As per the official figures available with the health department there are approximately 10000 licensed retail and wholesale drug dealers registered in the state of J&K with only 72 posts of Drug Inspectors to monitor and inspect them, thus putting a burden of around approximately 400 sale premises on each drug inspector whereas internationally accepted norms require one drug inspector for every 100 drug sale outlets. It is worth mentioning that this figure of 10000 outlets does not include first aid centres, primary health centres, allopathic dispensaries, sub-district and district hospitals that exist in each district of the state in addition to blood banks, manufacturing establishments and unauthorized drug stores. Thus, the workforce currently available with Drugs Control Department is not sufficient enough to fully cater to the actual field requirements. At present, drugs falling under alternative systems of medicine including Ayurveda, Unani, Siddha, and Homeopathy are not regulated by any legal framework so far as their sale, storage or distribution is concerned. Though provisions relating to these type of drugs have been outlined in the Drugs and Cosmetics Act, 1940 and Rules thereunder, these provisions have not been enforced unlike other provisions relating to drugs belonging to an allopathic system of medicine. Therefore, fresh posts of drug inspectors at block level should be recruited by the state govt., new appointees can be suitably empowered to inspect and monitor drug stores dealing with alternative systems of medicine in their respective blocks. This will efficiently absorb the pharmacy graduates and unemployment will be addressed. Similarly, diagnostic laboratories exist in every nook and corner of the state without any license or proper registration because of non-implementation of the Clinical Establishments Act in the state. Appointments of drug inspectors at block level can pave way for the regular inspection, checking and statutory control of these laboratories too provided relevant powers and authority is vested unto them.
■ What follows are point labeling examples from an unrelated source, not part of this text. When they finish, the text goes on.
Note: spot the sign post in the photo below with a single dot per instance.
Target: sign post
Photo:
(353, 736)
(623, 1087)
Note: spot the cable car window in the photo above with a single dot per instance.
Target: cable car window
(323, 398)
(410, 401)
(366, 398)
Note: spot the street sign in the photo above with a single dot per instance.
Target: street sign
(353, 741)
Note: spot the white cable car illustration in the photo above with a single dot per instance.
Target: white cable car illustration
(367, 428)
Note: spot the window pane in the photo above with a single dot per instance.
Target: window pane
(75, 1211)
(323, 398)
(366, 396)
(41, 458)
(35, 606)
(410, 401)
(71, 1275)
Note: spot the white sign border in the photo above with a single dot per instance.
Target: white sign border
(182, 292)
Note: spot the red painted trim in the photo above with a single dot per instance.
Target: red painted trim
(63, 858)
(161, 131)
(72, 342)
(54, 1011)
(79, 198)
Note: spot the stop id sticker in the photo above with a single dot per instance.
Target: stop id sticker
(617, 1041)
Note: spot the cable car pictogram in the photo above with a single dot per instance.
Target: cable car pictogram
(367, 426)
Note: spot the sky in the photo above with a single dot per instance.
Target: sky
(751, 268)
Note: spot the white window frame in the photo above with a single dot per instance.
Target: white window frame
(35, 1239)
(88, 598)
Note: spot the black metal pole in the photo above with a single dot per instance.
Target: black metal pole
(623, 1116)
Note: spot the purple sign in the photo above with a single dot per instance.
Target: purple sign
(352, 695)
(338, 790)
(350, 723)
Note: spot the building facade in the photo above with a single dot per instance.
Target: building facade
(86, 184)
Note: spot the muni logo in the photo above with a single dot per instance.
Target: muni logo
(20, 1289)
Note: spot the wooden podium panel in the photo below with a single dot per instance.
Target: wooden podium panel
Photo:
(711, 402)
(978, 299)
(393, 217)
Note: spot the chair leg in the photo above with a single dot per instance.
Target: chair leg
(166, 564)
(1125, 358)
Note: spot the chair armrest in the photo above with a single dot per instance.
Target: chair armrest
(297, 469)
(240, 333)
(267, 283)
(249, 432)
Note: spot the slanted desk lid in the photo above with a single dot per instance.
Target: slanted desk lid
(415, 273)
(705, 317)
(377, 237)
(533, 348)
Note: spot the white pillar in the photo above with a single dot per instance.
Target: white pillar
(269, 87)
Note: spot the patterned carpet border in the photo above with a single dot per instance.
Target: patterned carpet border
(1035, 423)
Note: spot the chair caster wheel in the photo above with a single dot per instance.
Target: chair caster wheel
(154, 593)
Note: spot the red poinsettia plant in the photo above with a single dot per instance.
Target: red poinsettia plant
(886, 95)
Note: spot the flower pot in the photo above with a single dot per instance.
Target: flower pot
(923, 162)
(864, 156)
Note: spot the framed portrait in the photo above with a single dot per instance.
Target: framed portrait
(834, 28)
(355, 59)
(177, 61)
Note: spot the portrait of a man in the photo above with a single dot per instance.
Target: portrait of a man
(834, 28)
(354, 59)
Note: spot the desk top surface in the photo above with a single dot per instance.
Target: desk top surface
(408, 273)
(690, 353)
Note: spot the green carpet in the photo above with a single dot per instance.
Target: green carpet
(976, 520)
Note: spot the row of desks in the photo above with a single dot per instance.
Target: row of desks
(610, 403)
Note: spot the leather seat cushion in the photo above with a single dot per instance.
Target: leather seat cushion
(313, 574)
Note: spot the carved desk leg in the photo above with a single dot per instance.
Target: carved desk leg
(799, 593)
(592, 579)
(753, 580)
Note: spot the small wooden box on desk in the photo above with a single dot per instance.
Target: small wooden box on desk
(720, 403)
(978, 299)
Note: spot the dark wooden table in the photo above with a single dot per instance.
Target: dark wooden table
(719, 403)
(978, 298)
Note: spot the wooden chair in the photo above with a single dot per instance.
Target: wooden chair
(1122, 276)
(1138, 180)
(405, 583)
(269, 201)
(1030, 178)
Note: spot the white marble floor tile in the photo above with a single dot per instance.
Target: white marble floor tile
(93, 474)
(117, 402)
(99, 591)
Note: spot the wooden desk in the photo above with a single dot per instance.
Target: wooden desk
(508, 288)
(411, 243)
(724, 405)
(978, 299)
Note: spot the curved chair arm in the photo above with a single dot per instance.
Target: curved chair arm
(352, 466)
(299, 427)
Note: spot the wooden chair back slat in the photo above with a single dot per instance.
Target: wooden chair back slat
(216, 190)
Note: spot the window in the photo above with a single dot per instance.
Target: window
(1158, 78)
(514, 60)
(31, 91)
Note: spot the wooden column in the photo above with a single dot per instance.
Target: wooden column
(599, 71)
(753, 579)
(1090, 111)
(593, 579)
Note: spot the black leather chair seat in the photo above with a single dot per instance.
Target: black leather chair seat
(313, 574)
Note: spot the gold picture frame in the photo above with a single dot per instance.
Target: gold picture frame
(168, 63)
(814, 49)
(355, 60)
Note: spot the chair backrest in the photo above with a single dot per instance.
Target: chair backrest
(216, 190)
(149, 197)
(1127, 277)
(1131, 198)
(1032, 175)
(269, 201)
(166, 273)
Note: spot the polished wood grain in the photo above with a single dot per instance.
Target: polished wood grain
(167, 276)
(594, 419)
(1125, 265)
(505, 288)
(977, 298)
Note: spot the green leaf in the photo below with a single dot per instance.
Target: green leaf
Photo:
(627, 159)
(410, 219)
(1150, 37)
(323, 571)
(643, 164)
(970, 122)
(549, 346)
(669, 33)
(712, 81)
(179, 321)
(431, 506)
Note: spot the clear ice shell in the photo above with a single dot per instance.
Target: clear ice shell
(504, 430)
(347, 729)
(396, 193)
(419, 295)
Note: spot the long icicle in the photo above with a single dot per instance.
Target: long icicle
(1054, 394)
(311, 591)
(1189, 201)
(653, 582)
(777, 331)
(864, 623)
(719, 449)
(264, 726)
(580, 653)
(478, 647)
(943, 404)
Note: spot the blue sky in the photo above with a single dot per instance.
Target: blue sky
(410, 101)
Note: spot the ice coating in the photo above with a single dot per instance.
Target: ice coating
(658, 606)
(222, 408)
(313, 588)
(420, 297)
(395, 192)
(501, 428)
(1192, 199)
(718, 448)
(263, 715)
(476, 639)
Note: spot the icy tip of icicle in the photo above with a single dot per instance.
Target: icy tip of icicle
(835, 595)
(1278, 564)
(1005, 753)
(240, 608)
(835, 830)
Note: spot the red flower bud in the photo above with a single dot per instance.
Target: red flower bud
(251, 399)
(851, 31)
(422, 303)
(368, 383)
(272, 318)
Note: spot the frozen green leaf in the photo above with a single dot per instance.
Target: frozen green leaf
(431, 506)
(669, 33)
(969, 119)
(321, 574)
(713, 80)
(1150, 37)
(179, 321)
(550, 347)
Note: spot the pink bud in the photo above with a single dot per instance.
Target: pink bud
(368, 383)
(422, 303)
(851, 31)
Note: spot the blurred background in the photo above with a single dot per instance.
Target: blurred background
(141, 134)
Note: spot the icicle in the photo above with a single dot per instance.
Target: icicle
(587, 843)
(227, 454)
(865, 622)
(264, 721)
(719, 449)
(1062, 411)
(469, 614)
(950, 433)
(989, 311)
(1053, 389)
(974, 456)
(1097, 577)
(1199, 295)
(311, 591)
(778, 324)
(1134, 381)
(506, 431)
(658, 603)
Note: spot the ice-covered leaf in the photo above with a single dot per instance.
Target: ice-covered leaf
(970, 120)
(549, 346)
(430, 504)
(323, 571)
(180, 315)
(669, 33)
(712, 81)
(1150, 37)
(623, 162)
In this regard, we had meetings with Minister and Director of Health, they assured of complete support from their end. We handed them the case report that was earlier submitted in 2004 in regard to updating the syllabus and vacancies for pharmacy graduates. The file was later held up at old secretariat from where it was never tracked till 2013. In 2013, it was retracted; fresh approval was established and again lost to gimmicks of government at the old secretariat. In this regard, representation for same was given by Dr Geer M. Ishaq on behalf of the entire Pharmacy cater to the Minister and Director of Health in the recent meeting at Sher-i-Kashmir Institute of Medical Sciences, Soura, Srinagar.

In conclusion, appropriate measures need to be taken to address the plea of pharmacy graduates without further jeopardizing their career. There is an urgent need to address the genuine demands of the pharmacy graduates in the state and create job opportunities that adequately address our grievances.